Hastig nimmt Beth einen Schluck Kaffee. „Nein. Ich hatte … zu viel zu tun. Ich bin noch nicht dazu gekommen, das Haus zu verlassen.“
So schockierend ihr Geständnis ist, hatte ich es doch schon befürchtet. Ich habe sie noch nie im Hof gesehen und auch noch nie beobachtet, dass sie das Haus durch die Vordertür verlässt oder von irgendwoher zurückkommt. Zugegebenermaßen beobachte ich sie nicht rund um die Uhr, doch wenn ich zu Hause bin, denke ich, dass ich sehr gute Arbeit mache. „Ich lade gern ein paar der anderen Frauen zum Mittagessen ein, damit Sie sie kennenlernen können.“
Beth verschluckt sich an ihrem Kaffee. „Nein! Ich meine … das hat keine Eile, danke. Ich warte bis zur Party. Ich muss mich noch um eine Menge Dinge kümmern, wie Sie sich vorstellen können.“
Ich strahle sie an, um ihr offensichtliches Unbehagen zu dämpfen. „Ich kann Ihnen helfen. Sagen Sie einfach Bescheid.

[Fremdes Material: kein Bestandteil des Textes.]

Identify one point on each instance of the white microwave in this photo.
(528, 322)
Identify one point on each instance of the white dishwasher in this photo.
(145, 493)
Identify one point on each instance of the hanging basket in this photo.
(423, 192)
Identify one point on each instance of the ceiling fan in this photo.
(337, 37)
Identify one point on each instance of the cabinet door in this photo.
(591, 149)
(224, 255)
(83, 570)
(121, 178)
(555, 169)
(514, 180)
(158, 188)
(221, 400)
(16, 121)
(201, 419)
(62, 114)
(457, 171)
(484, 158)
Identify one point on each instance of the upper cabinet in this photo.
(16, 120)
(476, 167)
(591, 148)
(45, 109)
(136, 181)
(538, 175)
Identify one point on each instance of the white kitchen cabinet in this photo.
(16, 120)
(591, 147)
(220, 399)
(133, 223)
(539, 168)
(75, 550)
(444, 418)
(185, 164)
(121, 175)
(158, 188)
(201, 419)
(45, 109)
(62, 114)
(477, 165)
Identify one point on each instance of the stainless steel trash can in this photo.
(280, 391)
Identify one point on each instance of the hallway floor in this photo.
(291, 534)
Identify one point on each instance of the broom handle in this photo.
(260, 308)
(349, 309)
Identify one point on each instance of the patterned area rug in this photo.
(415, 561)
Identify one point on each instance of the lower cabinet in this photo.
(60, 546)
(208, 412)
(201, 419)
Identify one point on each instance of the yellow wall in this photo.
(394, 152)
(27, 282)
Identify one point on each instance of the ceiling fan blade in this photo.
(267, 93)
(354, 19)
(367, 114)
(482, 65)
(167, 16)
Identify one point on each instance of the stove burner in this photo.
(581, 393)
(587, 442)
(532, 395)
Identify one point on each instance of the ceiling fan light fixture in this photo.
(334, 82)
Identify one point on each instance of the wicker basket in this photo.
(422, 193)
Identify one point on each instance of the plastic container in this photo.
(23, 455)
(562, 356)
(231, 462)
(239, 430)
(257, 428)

Und sagen Sie Gary, dass Warren einen Haufen Werkzeuge hat, falls Sie etwas borgen möchten.“
Beth schaut mich über den Rand ihrer Kaffeetasse hinweg neugierig an. „Wie lange sind Sie und Warren bereits verheiratet?“
„Diesen September zweiundzwanzig Jahre. Und Sie?“
„Fast drei Jahre.“ Stirnrunzelnd senkt sie ihren Blick. „Gary … war schon einmal verheiratet.“
Ich weiß nicht, warum sie das Thema aufgebracht hat. Vielleicht glaubt sie, sie müsse erklären, warum sie erst spät im Leben geheiratet hat. Ich schätze, sie sind beide Anfang fünfzig, vielleicht zehn Jahre älter als Warren und ich. Ich kann mir nicht vorstellen, was Beth je in Gary gesehen hat, das sie überzeugt hat, ihn zu heiraten. Er ist auf jeden Fall kontrollsüchtig. Ich bemühe mich, mir nicht das Schlimmste auszumalen. Vielleicht kümmert sich Gary nur um seine unsichere Ehefrau. Ich frage mich, ob Beth auch bereits verheiratet gewesen ist. Sie erscheint mir wie der Typ, der von einer erniedrigenden Beziehung in die nächste stolpert, unsicher und niedergeschlagen. Nach allem, was ich weiß, könnte sie unter ihrem Morgenmantel blaue Flecken verstecken. Aber das ist reine Spekulation. Ich muss ihr Vertrauen gewinnen, bevor sie mich in irgendwelche Geheimnisse einweiht, die sie vielleicht hat.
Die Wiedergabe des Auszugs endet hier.